Wie bei allen Aktionen des Künstlers verschwammen auch bei seinem "Wien-Putsch" die Grenzen von Inszenierung und Realität, von Absicht und Wirkung. In Deutschland, so Schlingensief, hätte man das "Ausländer raus"-Transparent nach spätestens zwei Stunden abgerissen, in Österreich wurde es zunächst bejubelt, und dann dauerte es ganze fünf Tage, bis es von Demonstranten demoliert wurde. Für Schlingensief war der anfängliche Jubel wohl ein klares Indiz für einen wiedererstarkten Austrofaschismus, aber vielleicht hatten die Zuschauer einfach nur "mitgespielt", so genau weiß man das bei derartigen Unternehmungen ja nie. Oder um mit Sloterdijk zu sprechen: "Wir sind durchgeimpft", will sagen: "Die Epoche, in der eine Avantgarde mit Überraschungen oder mit Direktangriffen auf ein unvorbereitetes Nervensystem arbeiten konnte, ist vorbei." Wenn also ein Schlingensief als Vertreter der Avantgarde, der mittlerweile für jeden gut sichtbar "Achtung Kunst!" auf der Stirn stehen hat, in Erscheinung tritt, so geschieht das nicht mehr vor einem voraussetzungslosen, sondern erwartungsvollen Publikum, das die Mechanismen der Provokation längst durchschaut hat und entsprechend reagiert.
Weshalb "Bitte liebt Österreich" ein so großer Erfolg geworden ist, liegt vor allem an der mehrfachen Aktualität des Projekts. Während in Deutschland und anderswo in Europa das niederländische Eliminationsspiel "Big Brother" hysterische Erfolge feierte, befand sich Österreich selbst im gläsernen Container der EU-Ächtung. Allein die Tatsache, dass man vor dem Hintergrund medial und politisch fragwürdiger Entwicklungen die Inszenierung für real halten konnte, machte die Sache so schön heikel. Dass Schlingensief von der FPÖ scharf angegriffen und auch juristisch angegangen wurde, ist eigentlich unverständlich, denn er hat doch lediglich den Haider-Jörg in all seiner braunen Konsequenz ideologisch zu Ende gedacht!

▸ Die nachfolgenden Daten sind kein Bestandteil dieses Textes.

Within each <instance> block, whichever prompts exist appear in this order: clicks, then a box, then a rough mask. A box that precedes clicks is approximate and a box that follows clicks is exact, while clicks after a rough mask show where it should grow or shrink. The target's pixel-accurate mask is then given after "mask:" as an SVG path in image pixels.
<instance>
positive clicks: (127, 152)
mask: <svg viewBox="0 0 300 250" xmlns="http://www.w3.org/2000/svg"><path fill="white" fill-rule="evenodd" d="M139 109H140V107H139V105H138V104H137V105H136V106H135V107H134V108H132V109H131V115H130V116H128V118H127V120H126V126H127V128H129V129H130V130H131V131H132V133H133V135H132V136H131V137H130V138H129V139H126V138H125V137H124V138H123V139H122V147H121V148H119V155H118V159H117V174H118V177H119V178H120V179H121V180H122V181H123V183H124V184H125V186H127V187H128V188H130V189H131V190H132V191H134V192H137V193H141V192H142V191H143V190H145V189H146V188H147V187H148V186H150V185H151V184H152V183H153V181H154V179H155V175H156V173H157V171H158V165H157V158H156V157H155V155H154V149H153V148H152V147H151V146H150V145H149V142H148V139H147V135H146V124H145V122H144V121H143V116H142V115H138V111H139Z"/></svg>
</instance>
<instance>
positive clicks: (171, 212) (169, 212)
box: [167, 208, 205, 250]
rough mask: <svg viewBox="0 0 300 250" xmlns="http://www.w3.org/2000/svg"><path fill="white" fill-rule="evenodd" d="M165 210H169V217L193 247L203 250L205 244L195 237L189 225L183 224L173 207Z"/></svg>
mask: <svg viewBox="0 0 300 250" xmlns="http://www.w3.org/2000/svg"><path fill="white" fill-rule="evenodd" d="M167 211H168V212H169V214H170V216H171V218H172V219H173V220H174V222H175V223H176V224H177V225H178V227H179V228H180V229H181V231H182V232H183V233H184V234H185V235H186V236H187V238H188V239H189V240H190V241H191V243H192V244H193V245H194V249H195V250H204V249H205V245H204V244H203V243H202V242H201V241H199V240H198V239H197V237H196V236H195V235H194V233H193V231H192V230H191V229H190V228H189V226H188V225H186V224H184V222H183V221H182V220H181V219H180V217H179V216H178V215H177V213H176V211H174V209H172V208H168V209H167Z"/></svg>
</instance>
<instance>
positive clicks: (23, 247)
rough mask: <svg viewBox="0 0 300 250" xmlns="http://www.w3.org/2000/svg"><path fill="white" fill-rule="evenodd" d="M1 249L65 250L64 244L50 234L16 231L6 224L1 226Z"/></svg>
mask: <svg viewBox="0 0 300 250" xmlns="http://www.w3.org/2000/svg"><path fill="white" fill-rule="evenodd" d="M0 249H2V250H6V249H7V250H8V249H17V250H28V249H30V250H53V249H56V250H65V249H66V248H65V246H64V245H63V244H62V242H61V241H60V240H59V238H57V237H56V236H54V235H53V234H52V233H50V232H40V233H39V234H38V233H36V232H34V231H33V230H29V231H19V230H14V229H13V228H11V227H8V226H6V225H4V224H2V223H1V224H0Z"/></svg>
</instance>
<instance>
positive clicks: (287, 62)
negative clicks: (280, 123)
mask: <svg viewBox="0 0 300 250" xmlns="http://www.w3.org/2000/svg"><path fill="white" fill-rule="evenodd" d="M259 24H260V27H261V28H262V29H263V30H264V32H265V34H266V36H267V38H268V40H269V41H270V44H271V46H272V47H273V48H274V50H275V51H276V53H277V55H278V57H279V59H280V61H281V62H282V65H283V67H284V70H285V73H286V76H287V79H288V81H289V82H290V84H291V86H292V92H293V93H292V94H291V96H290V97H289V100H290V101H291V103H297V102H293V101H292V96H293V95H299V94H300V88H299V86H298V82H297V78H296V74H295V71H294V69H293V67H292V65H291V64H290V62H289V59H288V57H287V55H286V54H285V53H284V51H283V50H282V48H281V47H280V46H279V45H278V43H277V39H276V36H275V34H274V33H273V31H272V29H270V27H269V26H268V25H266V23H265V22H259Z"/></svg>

Die gesamten Geschehnisse rund um den Wiener Opernplatz kann man nun nachlesen. Eine im Suhrkamp Verlag unter dem Titel "Schlingensiefs Ausländer raus" erschienene Dokumentation rekonstruiert anhand von Fotos, Zeitungsartikeln, Briefen, Interviews, mit Theoretisierungsversuchen von Jelinek, Seeßlen, Sloterdijk und anderen das Spektakel der Wiener Festwochen. Zwei von den seltsam ziellosen Alexander Kluge-Gesprächen mit Christoph Schlingensief sind auch abgedruckt, allerdings leicht verstümmelt - Kluges legendäres "jaja" wurde einfach wegredigiert. Es ist ein lesenswertes und überaus amüsantes Protokoll dieses umstrittenen, aber notwendigen Projekts entstanden, das übrigens auch optisch recht originell daherkommt, mit "Telexstreifen" und Miniaturdaumenkino, sinnigerweise am rechten Rand.